I have a challenge for you (and DDP agreed that it would be helpful to you.)
You can do this with our date if you want (I don’t need the answers..) and you should do this after every date going forward.


After the date, write down:
– what she does for a living
– what the most interesting thing about her was
– what you found the least interesting about her
– at least two things she is passionate about

If you can’t answer those 4 questions, you didn’t let her talk enough. This information will also convince nosey aunts and grandmothers that you do take girls out on dates. (Bonus points if you can also list where she was most recently on vacation, or where her dream vacation would be.)

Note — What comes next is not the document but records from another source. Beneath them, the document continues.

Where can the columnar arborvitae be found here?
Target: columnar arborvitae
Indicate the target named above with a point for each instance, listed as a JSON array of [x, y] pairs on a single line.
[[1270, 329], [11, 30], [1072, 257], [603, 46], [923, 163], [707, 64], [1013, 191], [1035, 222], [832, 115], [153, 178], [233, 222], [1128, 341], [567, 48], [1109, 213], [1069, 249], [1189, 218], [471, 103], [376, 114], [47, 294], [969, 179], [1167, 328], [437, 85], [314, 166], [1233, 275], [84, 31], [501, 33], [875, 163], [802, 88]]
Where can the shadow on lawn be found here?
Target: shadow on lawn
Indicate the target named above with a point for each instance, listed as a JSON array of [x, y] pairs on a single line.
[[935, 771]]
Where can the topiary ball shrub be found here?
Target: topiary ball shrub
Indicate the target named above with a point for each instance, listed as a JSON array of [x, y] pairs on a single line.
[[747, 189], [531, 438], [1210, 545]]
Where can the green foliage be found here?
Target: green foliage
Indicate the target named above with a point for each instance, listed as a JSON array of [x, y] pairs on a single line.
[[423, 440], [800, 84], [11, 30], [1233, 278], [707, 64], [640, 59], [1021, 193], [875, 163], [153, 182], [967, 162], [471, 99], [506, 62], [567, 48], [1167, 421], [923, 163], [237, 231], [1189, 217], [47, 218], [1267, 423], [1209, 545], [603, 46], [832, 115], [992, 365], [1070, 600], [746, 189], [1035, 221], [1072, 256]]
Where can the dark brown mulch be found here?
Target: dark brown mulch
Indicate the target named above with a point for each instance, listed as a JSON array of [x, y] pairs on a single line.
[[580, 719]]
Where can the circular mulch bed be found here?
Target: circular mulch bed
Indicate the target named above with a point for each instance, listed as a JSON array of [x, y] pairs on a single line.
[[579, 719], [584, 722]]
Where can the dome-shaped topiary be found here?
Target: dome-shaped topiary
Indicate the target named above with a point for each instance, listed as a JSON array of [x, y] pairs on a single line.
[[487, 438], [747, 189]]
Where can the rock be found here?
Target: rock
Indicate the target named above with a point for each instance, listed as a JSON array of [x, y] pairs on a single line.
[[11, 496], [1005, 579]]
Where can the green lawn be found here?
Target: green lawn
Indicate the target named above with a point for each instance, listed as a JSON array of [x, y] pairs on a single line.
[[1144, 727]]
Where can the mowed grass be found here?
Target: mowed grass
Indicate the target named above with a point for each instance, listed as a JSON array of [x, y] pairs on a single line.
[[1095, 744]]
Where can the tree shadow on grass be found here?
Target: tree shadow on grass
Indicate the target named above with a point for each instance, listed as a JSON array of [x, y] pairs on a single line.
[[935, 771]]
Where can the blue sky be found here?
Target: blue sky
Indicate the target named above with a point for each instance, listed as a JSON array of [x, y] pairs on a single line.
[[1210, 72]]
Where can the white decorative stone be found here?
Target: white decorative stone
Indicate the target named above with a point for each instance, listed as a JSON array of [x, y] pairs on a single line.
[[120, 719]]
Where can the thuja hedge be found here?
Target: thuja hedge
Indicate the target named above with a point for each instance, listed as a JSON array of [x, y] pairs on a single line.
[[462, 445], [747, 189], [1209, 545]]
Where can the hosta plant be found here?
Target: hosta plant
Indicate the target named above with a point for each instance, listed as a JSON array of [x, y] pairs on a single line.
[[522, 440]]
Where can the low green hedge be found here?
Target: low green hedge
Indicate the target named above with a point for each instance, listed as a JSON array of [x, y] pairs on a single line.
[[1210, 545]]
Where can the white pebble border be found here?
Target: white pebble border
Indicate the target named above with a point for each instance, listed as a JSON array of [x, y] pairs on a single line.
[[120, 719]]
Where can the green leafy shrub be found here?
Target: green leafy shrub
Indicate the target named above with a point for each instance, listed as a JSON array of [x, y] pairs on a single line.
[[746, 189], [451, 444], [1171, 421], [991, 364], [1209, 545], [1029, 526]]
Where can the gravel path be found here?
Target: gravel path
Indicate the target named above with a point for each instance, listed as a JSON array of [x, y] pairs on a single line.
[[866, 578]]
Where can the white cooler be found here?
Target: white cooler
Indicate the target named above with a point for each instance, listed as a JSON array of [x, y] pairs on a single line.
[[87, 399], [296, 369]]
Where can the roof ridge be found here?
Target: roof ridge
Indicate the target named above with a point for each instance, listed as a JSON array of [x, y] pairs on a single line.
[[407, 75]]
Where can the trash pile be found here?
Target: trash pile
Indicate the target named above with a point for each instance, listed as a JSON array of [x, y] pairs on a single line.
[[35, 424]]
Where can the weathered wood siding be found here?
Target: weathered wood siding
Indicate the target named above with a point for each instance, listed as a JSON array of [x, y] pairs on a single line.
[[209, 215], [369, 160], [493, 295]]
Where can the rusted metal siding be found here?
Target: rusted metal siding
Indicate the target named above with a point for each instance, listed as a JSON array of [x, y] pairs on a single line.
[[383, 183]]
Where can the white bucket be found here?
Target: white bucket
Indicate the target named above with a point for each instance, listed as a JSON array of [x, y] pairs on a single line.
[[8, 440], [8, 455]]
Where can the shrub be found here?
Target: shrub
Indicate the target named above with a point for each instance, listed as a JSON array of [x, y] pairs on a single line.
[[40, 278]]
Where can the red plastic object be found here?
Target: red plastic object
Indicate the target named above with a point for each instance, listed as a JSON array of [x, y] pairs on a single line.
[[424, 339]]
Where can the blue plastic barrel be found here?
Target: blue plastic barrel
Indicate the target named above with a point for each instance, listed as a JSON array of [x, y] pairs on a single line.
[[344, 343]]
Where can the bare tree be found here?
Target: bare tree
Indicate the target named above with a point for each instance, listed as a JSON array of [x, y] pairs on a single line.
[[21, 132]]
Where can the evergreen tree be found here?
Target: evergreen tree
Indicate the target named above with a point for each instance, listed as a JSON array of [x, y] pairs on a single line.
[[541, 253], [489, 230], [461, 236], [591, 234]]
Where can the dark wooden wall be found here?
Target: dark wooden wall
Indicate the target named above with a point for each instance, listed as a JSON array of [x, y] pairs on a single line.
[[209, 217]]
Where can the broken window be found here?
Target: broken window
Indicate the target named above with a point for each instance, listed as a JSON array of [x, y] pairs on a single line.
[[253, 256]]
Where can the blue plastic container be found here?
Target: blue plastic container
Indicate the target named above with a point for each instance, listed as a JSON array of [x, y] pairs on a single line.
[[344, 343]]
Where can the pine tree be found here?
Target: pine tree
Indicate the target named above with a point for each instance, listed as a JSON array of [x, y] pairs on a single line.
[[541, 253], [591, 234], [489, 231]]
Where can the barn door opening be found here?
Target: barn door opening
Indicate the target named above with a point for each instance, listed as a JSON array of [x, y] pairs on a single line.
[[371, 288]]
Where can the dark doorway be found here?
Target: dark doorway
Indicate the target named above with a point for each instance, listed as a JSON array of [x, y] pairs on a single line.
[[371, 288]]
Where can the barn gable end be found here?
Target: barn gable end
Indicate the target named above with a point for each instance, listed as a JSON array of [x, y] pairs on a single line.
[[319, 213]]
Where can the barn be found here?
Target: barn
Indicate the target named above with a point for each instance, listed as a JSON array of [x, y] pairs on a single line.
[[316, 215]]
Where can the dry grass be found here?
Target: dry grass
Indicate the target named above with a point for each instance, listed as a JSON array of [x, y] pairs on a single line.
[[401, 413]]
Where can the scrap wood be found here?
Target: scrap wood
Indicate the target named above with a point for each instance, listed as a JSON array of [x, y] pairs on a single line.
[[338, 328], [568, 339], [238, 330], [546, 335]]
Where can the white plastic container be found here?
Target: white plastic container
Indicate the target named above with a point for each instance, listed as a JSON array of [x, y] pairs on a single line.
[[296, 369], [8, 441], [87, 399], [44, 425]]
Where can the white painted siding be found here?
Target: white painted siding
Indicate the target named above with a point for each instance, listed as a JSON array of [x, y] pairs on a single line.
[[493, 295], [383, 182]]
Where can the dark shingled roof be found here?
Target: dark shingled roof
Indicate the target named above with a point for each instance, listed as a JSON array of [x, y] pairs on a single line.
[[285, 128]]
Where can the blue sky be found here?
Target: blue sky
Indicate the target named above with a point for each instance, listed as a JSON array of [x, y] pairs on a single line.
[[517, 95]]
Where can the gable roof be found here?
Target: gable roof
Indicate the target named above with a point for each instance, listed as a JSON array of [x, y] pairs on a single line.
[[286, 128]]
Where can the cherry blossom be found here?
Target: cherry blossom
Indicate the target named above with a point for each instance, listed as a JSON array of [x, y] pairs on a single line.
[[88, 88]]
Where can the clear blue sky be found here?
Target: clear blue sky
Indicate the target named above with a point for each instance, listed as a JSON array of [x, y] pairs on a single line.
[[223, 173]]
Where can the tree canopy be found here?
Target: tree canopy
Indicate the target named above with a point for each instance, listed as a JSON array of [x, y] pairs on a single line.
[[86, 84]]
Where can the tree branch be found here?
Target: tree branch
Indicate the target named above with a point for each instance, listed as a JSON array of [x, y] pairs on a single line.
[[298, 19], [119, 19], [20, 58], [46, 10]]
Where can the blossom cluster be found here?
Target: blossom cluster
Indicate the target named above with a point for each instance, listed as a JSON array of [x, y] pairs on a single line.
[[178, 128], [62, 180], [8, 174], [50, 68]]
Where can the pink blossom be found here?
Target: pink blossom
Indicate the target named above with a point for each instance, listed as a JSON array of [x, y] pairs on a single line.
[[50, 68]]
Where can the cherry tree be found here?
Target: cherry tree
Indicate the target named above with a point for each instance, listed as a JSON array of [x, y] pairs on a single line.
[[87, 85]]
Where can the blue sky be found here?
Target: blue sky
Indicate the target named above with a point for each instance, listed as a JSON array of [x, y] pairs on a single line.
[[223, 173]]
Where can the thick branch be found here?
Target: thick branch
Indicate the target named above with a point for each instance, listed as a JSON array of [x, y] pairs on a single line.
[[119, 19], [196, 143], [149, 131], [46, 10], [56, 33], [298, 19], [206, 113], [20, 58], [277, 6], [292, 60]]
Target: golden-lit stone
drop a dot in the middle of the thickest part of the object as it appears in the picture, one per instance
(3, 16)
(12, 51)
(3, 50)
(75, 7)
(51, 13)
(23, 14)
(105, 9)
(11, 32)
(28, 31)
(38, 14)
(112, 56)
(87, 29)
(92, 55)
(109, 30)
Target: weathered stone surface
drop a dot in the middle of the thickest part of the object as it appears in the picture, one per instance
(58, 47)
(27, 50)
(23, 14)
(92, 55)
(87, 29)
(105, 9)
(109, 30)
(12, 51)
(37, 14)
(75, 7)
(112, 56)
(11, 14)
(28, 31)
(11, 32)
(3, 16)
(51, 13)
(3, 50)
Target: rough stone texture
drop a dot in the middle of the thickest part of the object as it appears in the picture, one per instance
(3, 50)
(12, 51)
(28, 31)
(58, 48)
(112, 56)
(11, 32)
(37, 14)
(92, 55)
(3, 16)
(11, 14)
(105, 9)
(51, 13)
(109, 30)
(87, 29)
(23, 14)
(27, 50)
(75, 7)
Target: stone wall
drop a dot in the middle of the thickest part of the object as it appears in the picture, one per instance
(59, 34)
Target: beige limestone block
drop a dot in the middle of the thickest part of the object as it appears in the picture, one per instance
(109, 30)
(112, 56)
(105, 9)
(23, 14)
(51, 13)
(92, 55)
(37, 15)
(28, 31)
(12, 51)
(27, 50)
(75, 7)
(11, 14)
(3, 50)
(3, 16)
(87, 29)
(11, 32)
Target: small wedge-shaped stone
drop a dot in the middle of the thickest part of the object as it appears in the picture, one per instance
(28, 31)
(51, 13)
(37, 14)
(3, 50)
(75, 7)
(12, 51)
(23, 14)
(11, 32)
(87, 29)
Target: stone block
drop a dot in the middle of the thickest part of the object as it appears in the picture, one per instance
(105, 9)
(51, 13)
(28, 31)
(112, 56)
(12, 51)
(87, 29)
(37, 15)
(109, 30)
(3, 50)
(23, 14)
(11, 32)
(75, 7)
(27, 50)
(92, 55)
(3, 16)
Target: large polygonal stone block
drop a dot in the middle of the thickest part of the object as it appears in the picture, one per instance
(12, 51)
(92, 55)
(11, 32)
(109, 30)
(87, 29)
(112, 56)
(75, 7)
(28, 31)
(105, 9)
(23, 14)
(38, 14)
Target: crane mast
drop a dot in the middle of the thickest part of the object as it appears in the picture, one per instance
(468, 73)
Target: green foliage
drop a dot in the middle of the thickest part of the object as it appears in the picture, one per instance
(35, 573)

As for our date specifically, you seem very nice, and I enjoy your passion for life. However, I do think we are in very different places in life and don’t see it working out. Good luck! Dating’s a lot of fun!

 

I might have lied… Dating kind of sucks.

3 Responses to “Rejection Letter”

  1. The Perks of Being a Wildflower March 31, 2016 at 2:29 am #

    Haha, I wish I could do this after every bad date I go on! Some people just don’t know how to act like a human on a date, it’s quite terrifying! Great post 🙂

    Like

  2. SingleGirlsAnonymous March 31, 2016 at 4:47 pm #

    SUCH great information that you passed along to this guy. His future girlfriend should reach back out and thank you!

    Like

  3. mkimitch July 8, 2016 at 5:24 pm #

    I totes need a DDP. I, too, have made a lot of these same mistakes before, and I appreciate the opportunity to get a female perspective on them.

    And I agree, dating kind of sucks.